Gilbert Ford

Personal information
- Born: September 14, 1931 Tulia, Texas, U.S.
- Died: January 10, 2017 (aged 85)

Medal record
Men's basketball
Representing the United States
Olympic Games
| Gold medal – first place | 1956 Melbourne | Team competition |

= Gilbert Ford =

American basketball player and business executive

Gilbert "Gib" Ford (September 14, 1931 – January 10, 2017) was an American basketball player and business executive, who competed in the 1956 Summer Olympics as part of the American basketball team, which won the gold medal. Born in Tulia, Texas, he played college basketball at the University of Texas. He worked for thirty-five years at Converse, Inc., ultimately becoming the company's chairman and CEO.

Ford played for Amarillo High School. In 1950 he was a Texas High School All State player and a participant in the Texas High School All Star Game. His name is enshrined in the Texas High School Basketball Hall of Fame. Following High School, Ford played basketball for the University of Texas from 1950 to 1954, and was co-captain of the team his senior year, when the team was a co-champion of the Southwest Conference. He was named to various All-SWC teams and took part in the 1954 Shrine East/West College All Star Game in Kansas City. In 1986, he was inducted into the University of Texas Longhorn Hall of Honor.

After graduation from Texas in 1954, where he was also a member of Phi Kappa Psi fraternity, Ford was a starter for the famous Phillips 66 Oilers, which won the National AAU Championship in 1955, and the National Industrial Basketball League Championship in 1955 and 1958. While serving in the Air Force, Ford played on the 1956 All Air Force Team and the All Armed Forces Team, which qualified for the 1956 Olympic trials.

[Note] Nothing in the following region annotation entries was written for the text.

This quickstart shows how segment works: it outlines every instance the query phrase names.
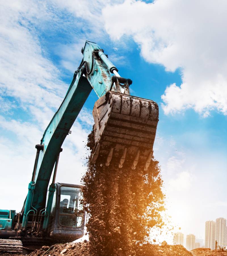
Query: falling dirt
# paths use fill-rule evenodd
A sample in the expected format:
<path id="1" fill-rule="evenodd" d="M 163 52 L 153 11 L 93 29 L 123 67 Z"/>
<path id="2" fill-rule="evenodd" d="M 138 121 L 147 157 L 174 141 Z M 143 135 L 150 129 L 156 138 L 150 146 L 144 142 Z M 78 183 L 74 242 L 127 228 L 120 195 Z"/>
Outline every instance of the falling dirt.
<path id="1" fill-rule="evenodd" d="M 92 150 L 94 144 L 93 130 L 87 146 Z M 140 255 L 139 245 L 147 241 L 150 229 L 164 224 L 158 162 L 152 160 L 145 172 L 144 163 L 139 162 L 133 170 L 131 161 L 126 160 L 119 169 L 119 159 L 113 158 L 107 167 L 106 157 L 100 156 L 93 164 L 91 157 L 82 192 L 90 217 L 91 251 L 100 255 Z"/>
<path id="2" fill-rule="evenodd" d="M 39 250 L 36 250 L 29 254 L 29 256 L 99 256 L 99 254 L 91 251 L 91 245 L 89 242 L 73 243 L 59 244 L 49 246 L 43 246 Z M 140 246 L 138 248 L 140 252 L 140 255 L 144 256 L 192 256 L 192 254 L 182 245 L 166 245 L 159 246 L 148 244 Z M 7 253 L 2 256 L 22 256 L 18 254 Z M 111 255 L 109 255 L 110 256 Z"/>
<path id="3" fill-rule="evenodd" d="M 93 130 L 87 146 L 92 150 L 94 144 Z M 161 214 L 165 196 L 157 161 L 152 159 L 145 172 L 144 163 L 139 162 L 133 170 L 131 161 L 126 160 L 120 169 L 118 160 L 113 158 L 107 167 L 105 158 L 100 157 L 92 164 L 91 157 L 82 189 L 83 203 L 89 217 L 87 225 L 89 241 L 43 246 L 30 256 L 192 255 L 182 245 L 150 242 L 151 229 L 161 230 L 164 224 Z"/>

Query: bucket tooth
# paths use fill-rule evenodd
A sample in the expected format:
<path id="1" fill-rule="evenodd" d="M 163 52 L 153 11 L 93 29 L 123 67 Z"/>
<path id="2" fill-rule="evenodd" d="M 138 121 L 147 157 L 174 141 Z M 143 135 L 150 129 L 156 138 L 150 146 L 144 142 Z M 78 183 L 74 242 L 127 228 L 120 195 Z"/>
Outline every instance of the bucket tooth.
<path id="1" fill-rule="evenodd" d="M 98 143 L 95 149 L 94 154 L 92 154 L 92 156 L 91 158 L 91 163 L 95 164 L 96 162 L 96 160 L 99 154 L 99 150 L 100 149 L 100 144 Z"/>
<path id="2" fill-rule="evenodd" d="M 134 159 L 134 161 L 133 161 L 133 166 L 132 167 L 132 169 L 133 170 L 134 170 L 136 169 L 136 167 L 137 164 L 138 163 L 138 162 L 139 161 L 139 157 L 140 156 L 140 150 L 138 150 L 136 153 L 136 157 L 135 158 L 135 159 Z"/>
<path id="3" fill-rule="evenodd" d="M 124 164 L 124 163 L 125 162 L 125 160 L 126 154 L 127 153 L 127 148 L 125 148 L 124 150 L 124 152 L 123 153 L 123 154 L 121 158 L 121 159 L 120 160 L 120 163 L 119 163 L 118 167 L 120 169 L 122 168 L 123 165 Z"/>
<path id="4" fill-rule="evenodd" d="M 132 160 L 131 164 L 133 160 L 139 161 L 144 163 L 144 168 L 155 138 L 158 121 L 157 104 L 150 100 L 109 91 L 96 102 L 93 114 L 95 148 L 100 144 L 97 151 L 94 151 L 93 162 L 99 155 L 104 157 L 108 164 L 109 158 L 112 157 L 119 159 L 118 166 L 121 168 L 125 161 L 124 154 L 127 148 L 127 159 Z M 112 147 L 112 155 L 109 156 Z M 136 160 L 138 149 L 140 151 Z M 136 164 L 135 162 L 133 167 Z"/>
<path id="5" fill-rule="evenodd" d="M 112 147 L 110 149 L 110 152 L 109 152 L 109 154 L 106 159 L 106 166 L 109 166 L 110 165 L 110 162 L 112 160 L 112 158 L 113 157 L 113 152 L 114 147 Z"/>
<path id="6" fill-rule="evenodd" d="M 154 151 L 152 150 L 151 151 L 151 152 L 149 154 L 148 157 L 147 159 L 146 163 L 145 164 L 145 167 L 144 168 L 144 170 L 146 171 L 148 169 L 148 168 L 150 166 L 150 164 L 151 163 L 151 158 L 153 155 L 153 152 Z"/>

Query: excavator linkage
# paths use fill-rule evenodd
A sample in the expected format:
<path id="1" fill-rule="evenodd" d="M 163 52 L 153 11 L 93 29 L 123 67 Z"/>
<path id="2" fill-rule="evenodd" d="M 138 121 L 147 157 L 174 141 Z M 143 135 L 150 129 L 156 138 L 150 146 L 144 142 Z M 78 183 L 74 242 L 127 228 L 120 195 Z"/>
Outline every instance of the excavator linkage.
<path id="1" fill-rule="evenodd" d="M 119 168 L 125 161 L 138 162 L 146 170 L 153 153 L 158 107 L 152 100 L 109 91 L 95 102 L 93 111 L 95 144 L 92 162 L 99 156 L 106 158 L 106 165 L 113 158 L 119 160 Z"/>

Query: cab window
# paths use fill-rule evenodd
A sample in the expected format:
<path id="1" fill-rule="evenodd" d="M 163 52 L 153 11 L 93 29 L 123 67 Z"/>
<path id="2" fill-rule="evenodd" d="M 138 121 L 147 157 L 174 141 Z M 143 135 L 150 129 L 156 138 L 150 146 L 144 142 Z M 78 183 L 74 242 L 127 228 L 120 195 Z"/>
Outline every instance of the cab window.
<path id="1" fill-rule="evenodd" d="M 59 224 L 71 228 L 79 227 L 83 216 L 80 189 L 62 186 L 60 190 Z"/>

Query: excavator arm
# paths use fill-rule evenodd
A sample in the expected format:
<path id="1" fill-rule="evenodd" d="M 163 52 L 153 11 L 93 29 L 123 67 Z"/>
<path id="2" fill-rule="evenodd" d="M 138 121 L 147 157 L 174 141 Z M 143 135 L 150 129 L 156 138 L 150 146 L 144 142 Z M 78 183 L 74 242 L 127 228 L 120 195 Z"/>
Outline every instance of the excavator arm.
<path id="1" fill-rule="evenodd" d="M 55 164 L 52 183 L 54 189 L 61 146 L 93 89 L 99 98 L 93 112 L 96 143 L 93 163 L 101 155 L 106 158 L 107 166 L 115 157 L 119 158 L 119 168 L 126 157 L 132 160 L 133 169 L 140 160 L 144 161 L 145 169 L 150 164 L 158 121 L 157 105 L 130 96 L 132 81 L 120 77 L 117 68 L 96 44 L 86 41 L 81 52 L 83 59 L 65 97 L 40 144 L 36 146 L 32 180 L 22 211 L 22 229 L 30 212 L 45 212 L 47 191 Z"/>

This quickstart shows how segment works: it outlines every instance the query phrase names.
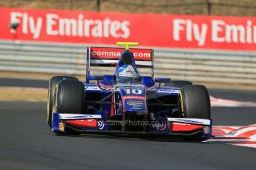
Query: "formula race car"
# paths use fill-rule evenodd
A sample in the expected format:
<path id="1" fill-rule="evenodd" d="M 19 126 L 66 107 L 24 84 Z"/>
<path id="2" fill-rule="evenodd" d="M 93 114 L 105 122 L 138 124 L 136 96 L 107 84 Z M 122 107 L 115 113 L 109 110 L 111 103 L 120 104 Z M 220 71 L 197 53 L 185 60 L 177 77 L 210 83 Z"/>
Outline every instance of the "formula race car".
<path id="1" fill-rule="evenodd" d="M 55 76 L 49 81 L 47 123 L 56 134 L 118 133 L 182 136 L 202 141 L 211 135 L 207 89 L 186 81 L 154 78 L 154 51 L 88 47 L 86 81 Z M 114 66 L 113 75 L 91 75 L 92 67 Z M 148 69 L 142 76 L 139 69 Z"/>

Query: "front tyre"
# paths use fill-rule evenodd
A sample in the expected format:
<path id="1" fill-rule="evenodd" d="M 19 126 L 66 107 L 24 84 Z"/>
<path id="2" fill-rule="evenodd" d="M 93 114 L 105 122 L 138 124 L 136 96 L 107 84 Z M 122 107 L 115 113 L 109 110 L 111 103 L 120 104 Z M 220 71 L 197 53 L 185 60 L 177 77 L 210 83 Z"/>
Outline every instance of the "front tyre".
<path id="1" fill-rule="evenodd" d="M 180 90 L 181 110 L 183 118 L 211 118 L 211 103 L 208 90 L 202 85 L 186 86 Z M 184 137 L 186 141 L 200 142 L 208 139 L 200 132 L 192 136 Z"/>
<path id="2" fill-rule="evenodd" d="M 83 83 L 74 80 L 62 80 L 57 85 L 55 94 L 54 109 L 58 113 L 83 113 L 85 103 L 85 86 Z M 59 135 L 79 135 L 79 132 L 65 129 Z"/>
<path id="3" fill-rule="evenodd" d="M 54 92 L 56 90 L 56 86 L 58 84 L 59 81 L 61 80 L 73 80 L 73 81 L 79 81 L 75 77 L 71 76 L 54 76 L 52 77 L 49 81 L 49 86 L 48 86 L 48 101 L 47 101 L 47 123 L 50 127 L 52 126 L 52 113 L 53 113 L 53 98 L 54 98 Z"/>

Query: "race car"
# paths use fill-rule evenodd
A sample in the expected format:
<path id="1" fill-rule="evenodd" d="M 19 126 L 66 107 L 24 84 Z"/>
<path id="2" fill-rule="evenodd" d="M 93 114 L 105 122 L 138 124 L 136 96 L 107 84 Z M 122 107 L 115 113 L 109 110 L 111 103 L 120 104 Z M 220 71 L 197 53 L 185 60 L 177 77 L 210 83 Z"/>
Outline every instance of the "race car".
<path id="1" fill-rule="evenodd" d="M 47 123 L 54 133 L 180 136 L 202 141 L 211 135 L 207 89 L 186 81 L 154 78 L 154 50 L 87 47 L 86 81 L 54 76 L 49 81 Z M 114 67 L 112 75 L 91 75 L 91 67 Z M 151 70 L 142 75 L 138 69 Z"/>

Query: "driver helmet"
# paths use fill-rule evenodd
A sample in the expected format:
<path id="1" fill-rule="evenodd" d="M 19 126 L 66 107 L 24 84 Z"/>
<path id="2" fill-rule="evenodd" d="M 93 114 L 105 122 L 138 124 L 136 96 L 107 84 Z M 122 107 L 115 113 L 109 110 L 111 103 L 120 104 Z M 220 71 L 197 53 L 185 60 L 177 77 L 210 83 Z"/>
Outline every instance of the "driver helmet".
<path id="1" fill-rule="evenodd" d="M 138 78 L 138 70 L 133 65 L 123 65 L 116 72 L 117 84 L 134 84 Z"/>

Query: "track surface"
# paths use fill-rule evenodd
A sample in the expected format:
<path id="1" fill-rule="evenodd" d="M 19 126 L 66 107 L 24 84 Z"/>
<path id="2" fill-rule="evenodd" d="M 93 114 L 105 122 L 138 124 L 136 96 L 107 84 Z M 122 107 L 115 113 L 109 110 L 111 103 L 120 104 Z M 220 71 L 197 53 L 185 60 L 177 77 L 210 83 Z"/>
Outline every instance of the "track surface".
<path id="1" fill-rule="evenodd" d="M 210 93 L 217 98 L 256 100 L 256 92 L 253 91 L 211 89 Z M 256 149 L 247 147 L 185 143 L 180 139 L 160 137 L 56 136 L 47 125 L 46 108 L 46 103 L 0 102 L 1 169 L 255 169 L 256 167 Z M 255 123 L 255 107 L 212 108 L 214 125 Z"/>

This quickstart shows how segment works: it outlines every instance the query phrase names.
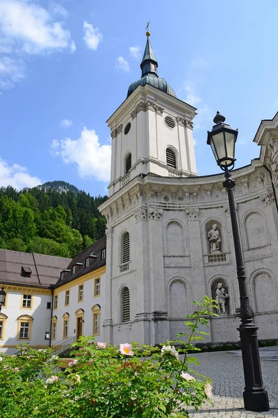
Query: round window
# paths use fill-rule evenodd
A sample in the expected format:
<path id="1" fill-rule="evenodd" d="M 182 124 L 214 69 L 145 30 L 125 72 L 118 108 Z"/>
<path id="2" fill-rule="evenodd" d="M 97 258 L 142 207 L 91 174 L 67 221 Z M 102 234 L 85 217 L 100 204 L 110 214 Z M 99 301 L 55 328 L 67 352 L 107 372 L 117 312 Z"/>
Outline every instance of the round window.
<path id="1" fill-rule="evenodd" d="M 127 135 L 127 134 L 129 132 L 131 127 L 131 123 L 130 122 L 129 122 L 129 123 L 127 123 L 124 127 L 124 134 L 125 135 Z"/>
<path id="2" fill-rule="evenodd" d="M 168 127 L 170 127 L 171 129 L 172 129 L 173 127 L 174 127 L 176 126 L 176 123 L 174 121 L 174 119 L 172 118 L 171 118 L 171 116 L 166 116 L 165 118 L 164 119 L 165 123 L 166 123 L 167 126 Z"/>

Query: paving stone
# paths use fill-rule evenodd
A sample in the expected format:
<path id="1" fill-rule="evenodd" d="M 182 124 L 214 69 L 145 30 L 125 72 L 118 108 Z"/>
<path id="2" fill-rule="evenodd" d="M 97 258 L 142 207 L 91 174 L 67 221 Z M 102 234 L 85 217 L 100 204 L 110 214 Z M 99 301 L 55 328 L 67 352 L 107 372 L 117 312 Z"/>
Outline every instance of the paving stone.
<path id="1" fill-rule="evenodd" d="M 244 377 L 242 359 L 227 352 L 194 355 L 199 366 L 191 369 L 213 380 L 214 405 L 206 403 L 198 412 L 188 410 L 190 418 L 267 418 L 278 417 L 278 362 L 262 360 L 263 383 L 268 392 L 270 410 L 265 412 L 246 411 L 243 392 Z"/>

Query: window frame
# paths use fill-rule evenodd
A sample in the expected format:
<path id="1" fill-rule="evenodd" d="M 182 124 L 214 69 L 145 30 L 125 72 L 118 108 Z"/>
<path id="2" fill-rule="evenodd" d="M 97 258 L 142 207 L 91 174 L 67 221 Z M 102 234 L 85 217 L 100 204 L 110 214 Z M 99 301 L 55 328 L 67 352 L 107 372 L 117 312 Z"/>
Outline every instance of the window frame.
<path id="1" fill-rule="evenodd" d="M 70 327 L 70 314 L 65 312 L 63 316 L 63 339 L 69 338 Z M 67 335 L 65 335 L 65 330 L 67 330 Z"/>
<path id="2" fill-rule="evenodd" d="M 82 287 L 82 288 L 81 288 Z M 81 292 L 82 291 L 82 297 L 80 297 Z M 78 289 L 78 302 L 83 302 L 84 300 L 84 284 L 79 284 Z"/>
<path id="3" fill-rule="evenodd" d="M 31 339 L 31 332 L 33 318 L 29 315 L 21 315 L 17 318 L 17 341 L 30 341 Z M 28 323 L 28 336 L 20 336 L 22 324 Z"/>
<path id="4" fill-rule="evenodd" d="M 124 319 L 124 291 L 127 289 L 129 291 L 129 319 Z M 130 290 L 129 288 L 127 286 L 123 286 L 123 288 L 122 288 L 121 291 L 121 300 L 120 300 L 120 308 L 121 308 L 121 311 L 120 311 L 120 322 L 121 323 L 128 323 L 131 321 L 131 295 L 130 295 Z"/>
<path id="5" fill-rule="evenodd" d="M 70 304 L 70 289 L 65 291 L 65 306 L 68 307 Z"/>
<path id="6" fill-rule="evenodd" d="M 95 304 L 92 308 L 92 335 L 97 336 L 100 335 L 100 317 L 101 317 L 101 307 L 99 304 Z M 96 331 L 96 324 L 98 323 L 98 330 Z"/>
<path id="7" fill-rule="evenodd" d="M 97 283 L 97 281 L 99 280 L 99 282 Z M 94 279 L 94 297 L 98 297 L 100 296 L 100 284 L 101 284 L 101 278 L 96 277 Z M 99 293 L 97 293 L 97 288 L 99 290 Z"/>
<path id="8" fill-rule="evenodd" d="M 58 295 L 53 297 L 53 310 L 58 309 Z"/>
<path id="9" fill-rule="evenodd" d="M 54 332 L 55 330 L 55 333 Z M 55 334 L 55 335 L 54 335 Z M 53 316 L 51 318 L 51 340 L 56 339 L 57 336 L 57 316 Z"/>
<path id="10" fill-rule="evenodd" d="M 5 339 L 5 328 L 6 328 L 6 323 L 7 322 L 8 316 L 5 315 L 5 314 L 0 313 L 0 323 L 2 323 L 1 327 L 1 332 L 0 334 L 0 340 L 3 340 Z"/>
<path id="11" fill-rule="evenodd" d="M 24 300 L 24 296 L 30 296 L 31 299 L 26 299 L 26 300 L 30 300 L 30 306 L 29 307 L 24 307 L 23 302 Z M 21 309 L 33 309 L 33 295 L 30 293 L 22 293 L 21 298 Z"/>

In August 1994, Ford was appointed chairman of the board and CEO of Converse, Inc. He retired December 1, 1996 after 35 years of service with the company. Ford first joined Converse as a member of the sales staff in 1961, and served in a number of executive capacities before becoming president of the company in 1986.

Ford was affiliated with several sporting goods and footwear manufacturers' organizations. He served two terms, 1982–85 and 1991–93, as the chairman of the board of the Sporting Goods Manufacturers Association (SGMA). He was instrumental in creating the industry's first Super Show in 1986, the world's largest sporting goods trade show. He also was a member of the boards of directors of the World Federation of the Sporting Goods Industry, the Two/Ten Foundation, the Footwear Industries of America, the Rubber and Plastic Footwear Manufacturers Association, the New England Sports Hall of Fame, and the Naismith Memorial Basketball Hall of Fame. He served a six-year term as a member of the board of trustees for Gettysburg College in Gettysburg, Pennsylvania.